Euclides da Cunha é um engenheiro da redação. Se repararmos bem, seus textos não estão prenhes de palavras incomuns; estão, sim, bem alinhavados e são capazes de comunicar o pensamento com precisão.

Nossa língua tem mais de quatrocentos mil vocábulos. O dicionário é deveras uma mina de ouro nas mãos de quem augura escrever bem e com elegância. Já afirmei isto algures: escrever bem é estar apto a externar as idéias de forma bonita e correta. Digo mais: respeitar a gramática é aprender a pensar. Com efeito, a gramática não é só um conjunto de normas lingüísticas que devemos observar estritamente. Ela é, em primeiríssimo lugar, um método para o aprimoramento do dom de pensar.

O engenheiro Euclides da Cunha soube, como ninguém, aliar a aritmética à arte de escrever. Fê-lo sobretudo no livro que lhe outorgou ingente nomeada: "Os Sertões". É simplesmente saborosa a descrição do sertanejo. Deixemos que o conspícuo escritor e jornalista redija novamente: "O sertanejo é, antes de tudo, um forte. Não tem o raquitismo exaustivo dos mestiços neurastênicos do litoral." Atente o leitor amigo para o primor de descrição: " A sua aparência, entretanto, ao primeiro lance de vista, revela o contrário. Falta-lhe a plástica impecável, o desempeno, a estrutura corretíssima das organizações atléticas. (§) É desgracioso, desengonçado, torto. Hércules-Quasímodo, reflete no aspecto a fealdade típica dos fracos." É uma delícia esta frase: " E se na marcha [isto é, na caminhada] estaca pelo motivo mais vulgar, para enrolar um cigarro, bater o isqueiro, ou travar ligeira conversa com um amigo, cai logo - cai é o termo - de cócaras, atravessando largo tempo numa posição de equilíbrio instável, em que todo o seu corpo fica suspenso pelos dedos grandes dos pés, sentado sobre os calcanhares, com uma simplicidade a um tempo ridícula e adorável."  Os excertos transcritos dão realmente uma idéia da genialidade euclidiana.

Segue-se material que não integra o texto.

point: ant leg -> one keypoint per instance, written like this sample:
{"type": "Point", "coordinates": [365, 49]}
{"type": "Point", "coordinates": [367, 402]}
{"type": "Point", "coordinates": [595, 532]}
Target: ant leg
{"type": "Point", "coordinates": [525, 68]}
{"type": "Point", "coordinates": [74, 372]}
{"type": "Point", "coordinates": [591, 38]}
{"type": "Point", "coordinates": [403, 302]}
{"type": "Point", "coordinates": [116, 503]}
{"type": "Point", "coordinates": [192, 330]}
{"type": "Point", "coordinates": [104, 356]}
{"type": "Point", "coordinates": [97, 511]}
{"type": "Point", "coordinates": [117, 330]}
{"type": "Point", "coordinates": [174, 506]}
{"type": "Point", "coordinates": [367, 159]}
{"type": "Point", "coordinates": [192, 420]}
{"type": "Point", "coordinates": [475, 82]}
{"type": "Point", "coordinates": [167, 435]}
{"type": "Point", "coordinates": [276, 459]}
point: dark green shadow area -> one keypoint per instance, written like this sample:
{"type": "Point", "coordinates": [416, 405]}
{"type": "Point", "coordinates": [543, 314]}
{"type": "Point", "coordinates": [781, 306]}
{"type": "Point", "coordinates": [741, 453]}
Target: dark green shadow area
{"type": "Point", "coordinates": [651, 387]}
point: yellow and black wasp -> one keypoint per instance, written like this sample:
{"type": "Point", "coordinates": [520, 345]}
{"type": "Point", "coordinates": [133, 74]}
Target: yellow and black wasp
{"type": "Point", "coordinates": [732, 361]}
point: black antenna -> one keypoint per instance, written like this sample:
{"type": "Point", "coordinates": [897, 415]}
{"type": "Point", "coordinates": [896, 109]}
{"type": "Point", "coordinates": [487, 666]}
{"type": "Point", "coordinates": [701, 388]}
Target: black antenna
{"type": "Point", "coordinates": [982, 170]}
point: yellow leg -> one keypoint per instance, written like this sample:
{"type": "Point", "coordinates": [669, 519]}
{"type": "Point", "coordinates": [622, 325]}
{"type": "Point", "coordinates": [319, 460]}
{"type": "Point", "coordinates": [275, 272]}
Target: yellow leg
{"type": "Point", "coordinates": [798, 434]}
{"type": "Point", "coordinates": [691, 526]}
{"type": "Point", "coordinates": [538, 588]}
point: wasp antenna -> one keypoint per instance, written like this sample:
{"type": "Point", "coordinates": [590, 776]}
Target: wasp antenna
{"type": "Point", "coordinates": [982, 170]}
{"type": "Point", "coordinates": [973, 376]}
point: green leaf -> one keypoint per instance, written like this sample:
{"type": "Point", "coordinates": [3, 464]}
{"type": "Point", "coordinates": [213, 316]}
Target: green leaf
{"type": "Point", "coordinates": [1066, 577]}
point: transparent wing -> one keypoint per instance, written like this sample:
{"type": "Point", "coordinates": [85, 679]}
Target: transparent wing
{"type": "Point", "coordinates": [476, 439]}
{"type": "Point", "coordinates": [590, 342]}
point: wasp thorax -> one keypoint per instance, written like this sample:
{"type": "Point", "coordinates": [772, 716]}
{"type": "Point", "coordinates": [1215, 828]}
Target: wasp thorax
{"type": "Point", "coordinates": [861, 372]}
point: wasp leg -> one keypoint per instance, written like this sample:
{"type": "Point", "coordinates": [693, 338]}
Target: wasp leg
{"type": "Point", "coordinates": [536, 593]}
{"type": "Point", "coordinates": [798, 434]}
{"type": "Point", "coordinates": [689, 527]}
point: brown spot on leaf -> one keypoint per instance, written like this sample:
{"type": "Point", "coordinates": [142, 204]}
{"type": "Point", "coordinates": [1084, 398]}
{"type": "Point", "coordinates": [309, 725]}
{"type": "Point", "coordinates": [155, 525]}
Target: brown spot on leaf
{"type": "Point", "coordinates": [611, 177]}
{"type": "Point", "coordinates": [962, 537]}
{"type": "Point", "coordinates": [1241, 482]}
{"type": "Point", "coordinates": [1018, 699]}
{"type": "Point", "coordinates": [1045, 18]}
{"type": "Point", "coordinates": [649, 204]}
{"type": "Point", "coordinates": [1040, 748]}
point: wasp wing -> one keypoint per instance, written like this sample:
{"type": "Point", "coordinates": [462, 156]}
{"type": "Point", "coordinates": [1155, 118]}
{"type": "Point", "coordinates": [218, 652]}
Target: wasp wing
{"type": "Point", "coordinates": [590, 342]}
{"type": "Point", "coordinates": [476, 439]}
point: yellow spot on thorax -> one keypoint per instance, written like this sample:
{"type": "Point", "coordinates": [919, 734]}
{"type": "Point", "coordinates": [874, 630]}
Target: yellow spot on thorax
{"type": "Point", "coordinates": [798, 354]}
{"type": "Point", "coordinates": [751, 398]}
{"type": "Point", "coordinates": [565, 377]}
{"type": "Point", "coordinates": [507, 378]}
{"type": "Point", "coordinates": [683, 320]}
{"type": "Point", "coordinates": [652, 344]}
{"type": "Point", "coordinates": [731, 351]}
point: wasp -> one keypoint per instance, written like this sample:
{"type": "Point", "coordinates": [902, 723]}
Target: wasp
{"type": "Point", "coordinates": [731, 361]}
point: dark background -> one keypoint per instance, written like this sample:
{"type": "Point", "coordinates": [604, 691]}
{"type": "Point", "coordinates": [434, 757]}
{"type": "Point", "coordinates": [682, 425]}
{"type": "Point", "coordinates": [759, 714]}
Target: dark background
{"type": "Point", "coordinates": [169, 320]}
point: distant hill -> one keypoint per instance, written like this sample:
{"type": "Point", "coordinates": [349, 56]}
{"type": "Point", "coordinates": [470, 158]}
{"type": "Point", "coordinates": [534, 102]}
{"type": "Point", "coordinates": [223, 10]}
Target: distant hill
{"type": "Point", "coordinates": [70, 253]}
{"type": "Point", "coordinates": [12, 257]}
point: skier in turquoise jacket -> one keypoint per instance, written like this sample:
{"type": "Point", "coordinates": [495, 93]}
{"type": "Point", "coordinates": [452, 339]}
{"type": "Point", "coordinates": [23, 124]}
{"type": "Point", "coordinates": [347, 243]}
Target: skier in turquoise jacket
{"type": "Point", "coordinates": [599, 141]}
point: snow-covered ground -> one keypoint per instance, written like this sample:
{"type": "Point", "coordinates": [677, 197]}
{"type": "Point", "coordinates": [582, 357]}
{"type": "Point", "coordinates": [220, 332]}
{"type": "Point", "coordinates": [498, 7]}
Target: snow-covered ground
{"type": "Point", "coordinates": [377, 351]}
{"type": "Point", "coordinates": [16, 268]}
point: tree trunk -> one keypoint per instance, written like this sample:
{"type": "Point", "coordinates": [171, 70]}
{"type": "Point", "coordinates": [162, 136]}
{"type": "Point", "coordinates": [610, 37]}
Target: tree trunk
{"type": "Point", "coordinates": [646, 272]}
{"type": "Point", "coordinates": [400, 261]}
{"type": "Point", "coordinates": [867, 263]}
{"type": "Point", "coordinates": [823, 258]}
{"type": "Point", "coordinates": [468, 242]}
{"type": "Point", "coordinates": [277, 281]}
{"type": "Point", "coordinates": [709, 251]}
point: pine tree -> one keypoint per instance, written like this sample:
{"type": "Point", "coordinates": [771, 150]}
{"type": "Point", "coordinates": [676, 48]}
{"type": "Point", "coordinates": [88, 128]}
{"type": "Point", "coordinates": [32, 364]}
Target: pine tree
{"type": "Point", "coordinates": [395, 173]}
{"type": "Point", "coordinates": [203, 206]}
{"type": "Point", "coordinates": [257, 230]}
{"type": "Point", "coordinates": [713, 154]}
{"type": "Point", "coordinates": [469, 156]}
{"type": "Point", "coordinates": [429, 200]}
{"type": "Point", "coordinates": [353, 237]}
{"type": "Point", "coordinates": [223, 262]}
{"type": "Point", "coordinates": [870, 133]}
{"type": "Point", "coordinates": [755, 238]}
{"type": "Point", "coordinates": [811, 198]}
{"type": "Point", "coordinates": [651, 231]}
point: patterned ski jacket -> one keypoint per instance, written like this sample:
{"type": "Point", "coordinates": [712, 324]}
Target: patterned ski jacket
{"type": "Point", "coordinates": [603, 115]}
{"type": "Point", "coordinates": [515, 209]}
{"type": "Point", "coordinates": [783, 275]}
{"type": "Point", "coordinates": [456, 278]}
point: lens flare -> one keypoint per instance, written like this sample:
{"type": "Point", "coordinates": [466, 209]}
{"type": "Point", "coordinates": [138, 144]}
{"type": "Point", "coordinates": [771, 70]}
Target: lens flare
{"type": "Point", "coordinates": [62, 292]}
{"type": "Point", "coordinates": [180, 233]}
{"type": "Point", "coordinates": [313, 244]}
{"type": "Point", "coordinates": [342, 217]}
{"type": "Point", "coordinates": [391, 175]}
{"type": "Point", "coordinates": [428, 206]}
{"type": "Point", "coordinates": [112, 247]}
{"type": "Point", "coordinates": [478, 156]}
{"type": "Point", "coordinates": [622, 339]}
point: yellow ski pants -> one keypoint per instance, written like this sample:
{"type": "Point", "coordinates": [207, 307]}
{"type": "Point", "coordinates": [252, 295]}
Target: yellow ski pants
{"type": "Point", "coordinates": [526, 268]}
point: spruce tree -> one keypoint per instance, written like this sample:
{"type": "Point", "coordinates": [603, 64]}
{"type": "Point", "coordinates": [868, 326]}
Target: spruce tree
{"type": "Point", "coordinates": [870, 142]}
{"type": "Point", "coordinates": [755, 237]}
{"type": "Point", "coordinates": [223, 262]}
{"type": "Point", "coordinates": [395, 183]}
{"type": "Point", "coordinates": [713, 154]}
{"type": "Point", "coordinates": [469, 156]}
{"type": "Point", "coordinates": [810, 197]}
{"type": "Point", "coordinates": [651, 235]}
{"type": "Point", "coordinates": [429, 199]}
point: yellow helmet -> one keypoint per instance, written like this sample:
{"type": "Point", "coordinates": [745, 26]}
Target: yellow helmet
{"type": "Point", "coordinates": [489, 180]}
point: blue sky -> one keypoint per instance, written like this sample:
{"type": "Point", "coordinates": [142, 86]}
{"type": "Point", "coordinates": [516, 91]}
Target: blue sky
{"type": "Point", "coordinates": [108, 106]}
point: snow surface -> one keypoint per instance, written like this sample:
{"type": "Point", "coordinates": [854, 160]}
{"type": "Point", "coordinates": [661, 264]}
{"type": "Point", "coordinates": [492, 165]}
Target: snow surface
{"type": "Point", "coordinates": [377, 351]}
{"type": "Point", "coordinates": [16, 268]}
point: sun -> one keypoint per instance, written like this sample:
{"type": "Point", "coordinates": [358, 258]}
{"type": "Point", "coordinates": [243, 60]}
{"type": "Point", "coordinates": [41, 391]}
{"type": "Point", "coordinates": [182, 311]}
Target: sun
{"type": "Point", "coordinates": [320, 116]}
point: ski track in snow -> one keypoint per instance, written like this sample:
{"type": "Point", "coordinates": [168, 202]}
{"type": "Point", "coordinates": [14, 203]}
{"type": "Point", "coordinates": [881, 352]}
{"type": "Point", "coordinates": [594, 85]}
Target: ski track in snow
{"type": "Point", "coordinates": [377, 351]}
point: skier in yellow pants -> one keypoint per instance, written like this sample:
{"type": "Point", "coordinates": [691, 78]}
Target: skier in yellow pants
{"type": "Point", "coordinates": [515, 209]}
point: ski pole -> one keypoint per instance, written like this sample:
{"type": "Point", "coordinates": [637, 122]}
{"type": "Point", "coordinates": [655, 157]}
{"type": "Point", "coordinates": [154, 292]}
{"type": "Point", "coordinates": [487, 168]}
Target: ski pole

Por exemplo, o emprego do termo "marcha" por caminhada ou passeio denota quão valiosa é a sinonímia. O sertanejo não "pára", "estaca"; mais um acerto e aprumo de dicção. Outra característica sacada dos trechos acima: a adequação do vocabulário, o que, aliás, é uma constante em todas linhas de Euclides da Cunha. Assim, escreve o correspondente do jornal O Estado de São Paulo: "enrolar" o cigarro, "bater" o isqueiro e "travar" ligeira conversa. Que perfeição! Temos muito que assimilar deste homem erudito, mormente hoje em dia, quando é tão comum ouvirmos, ad nauseam, palavras-coringas, tipo "stress", "stressado", ou locuções como "O senhor coloca bem o assunto", no lugar de "O senhor discorre bem sobre o assunto", ou, então, nosso castigado "O senhor fala bem sobre o assunto". É mister que re-aprendamos a falar e a escrever. Sou da opinião de que a televisão (insisto bastante neste assunto!) tem emburrado os brasileiros, máxime os que pertencem às classes médias.

Há quem dê a Euclides da Cunha o lugar de honra nas letras portuguesas, colocando-o à frente de um Alexandre Herculano, de um Machado de Assis, de um Pe. Vieira, de um Pe. Bernardes, ou mesmo de um Rui Barbosa, sem aludir a outros tantos peritos no ofício da escrita. Assim como assim, creio que Euclides Rodrigues Pimenta da Cunha é magnífico. Quiçá pertença a outro mundo, quando o público ledor de um jornal era suficientemente culto para ler e degustar textos intemeratos e, essencialmente, belos.